Cette série à l'esthétique et à l'ambiance très hipster s'inscrit d'ailleurs complètement dans l'air du temps, elle va dans le sens du vent, s'engouffre dans le politiquement correct et tous ses tics, il n'y a rien de personnel, d'intemporel, de romantique ou de poétique dans la série. Tout le contraire par exemple de Over The Garden Wall (La Forêt de l'Etrange), une autre série animée très récente. Les hommes sont ainsi tous idiots, falots, égoïstes ou tyranniques, au nom d'un féminisme de circonstance, tandis que les femmes, malgré certains défauts, qui de toute façon ne font que les rendre plus humaines et plus attachantes, sont pleines de ressources et craquantes, chacune à sa façon.
De même, comme je l'ai suggéré, le personnage de Tuca, femme afro-américaine, sous prétexte de brosser un portrait flatteur de cette communauté, tombe en fait dans tous les clichés, et atteint presque le résultat inverse en caricaturant à outrance.
Très vite, des thèmes brûlants d'actualité, comme le harcèlement sexuel, sont abordés, sans aucune finesse, et dans un état d'esprit qui semble être "il faut absolument en parler coûte que coûte, même si on n'a rien à dire (à part "c'est mal")".
Il est donc un peu dommage de tomber dans tous ces stéréotypes, surtout quand on prétend justement dénoncer les stéréotypes. Bon ce n'est pas non plus si flagrant que ça, il y a sans doute pire dans le genre, ce n'est pas rédhibitoire. Mais un peu gênant quand même, surtout que ce n'est pas le seul défaut de la série...
Celle-ci est en effet est très colorée, un peu hystérique, un peu trop criarde, le tout habillé d'une musique électronique "actuelle" façon dance, rap ou r'n'b, teintée de musique de jeu vidéo, ce qui est censé insuffler du dynamisme et de la positive attitude, mais qui est est surtout agaçant, fatiguant et un peu racoleur. A cet égard, le générique est un condensé de tout ça, et est assez dissuasif.
Un peu comme certaines séries actuelles et très populaires, comme Adventure Time, avec qui elle partage une certaine dérision (par exemple des enjeux insignifiants comme récupérer une soucoupe à sucre, qui constituent le ressort principal de l'intrigue), un certain décalage très affecté, qui confinent parfois au ridicule, au consternant, au facile, à la régression infantile excessive à force de vouloir faire mignon et léger.

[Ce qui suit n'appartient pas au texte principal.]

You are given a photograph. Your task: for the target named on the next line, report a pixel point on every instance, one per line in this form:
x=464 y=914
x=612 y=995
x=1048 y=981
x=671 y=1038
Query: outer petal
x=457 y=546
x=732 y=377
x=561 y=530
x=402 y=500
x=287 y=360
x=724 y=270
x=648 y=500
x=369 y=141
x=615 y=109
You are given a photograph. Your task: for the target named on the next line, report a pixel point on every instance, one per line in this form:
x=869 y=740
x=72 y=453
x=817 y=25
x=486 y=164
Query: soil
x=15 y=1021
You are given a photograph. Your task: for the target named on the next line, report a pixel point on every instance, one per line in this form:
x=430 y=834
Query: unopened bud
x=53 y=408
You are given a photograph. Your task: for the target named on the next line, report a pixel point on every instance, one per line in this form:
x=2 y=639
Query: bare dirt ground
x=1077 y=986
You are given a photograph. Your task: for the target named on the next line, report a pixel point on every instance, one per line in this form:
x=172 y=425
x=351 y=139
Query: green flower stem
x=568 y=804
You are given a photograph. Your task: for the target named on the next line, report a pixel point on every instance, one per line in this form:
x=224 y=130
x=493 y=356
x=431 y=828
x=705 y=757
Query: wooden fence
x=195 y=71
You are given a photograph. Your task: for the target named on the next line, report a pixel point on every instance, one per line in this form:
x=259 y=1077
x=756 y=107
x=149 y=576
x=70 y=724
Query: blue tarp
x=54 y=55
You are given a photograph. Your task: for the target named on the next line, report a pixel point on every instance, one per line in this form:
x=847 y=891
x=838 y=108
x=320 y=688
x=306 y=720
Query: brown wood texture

Pour autant, la série n'est pas dépourvue de qualités, certains gags font mouche, les personnages sont assez attachants, on accède parfois à une certaine finesse. Ca plaira sans doute plus à d'autres qu'à moi.
Mais on est quand même loin de la réussite constituée par Bojack Horseman, qui pourtant déjà est une série qui est loin de faire l'unanimité et qui n'est pas dépourvue de défauts.
Je regrette un certain manque de profondeur, d'originalité, d'authenticité, de nouveauté. Imiter le nouveau, ce n'est pas faire du nouveau. Au contraire. C'est surfer sur une mode.
Tuca & Bertie, c'est pour moi une série agréable, qui se laisse regarder, un divertissement qui ne mange pas de pain, mais pas une oeuvre d'art comme peuvent l'être certaines séries animées, ni même un spectacle qui provoque une hilarité ou un attachement indéfectible.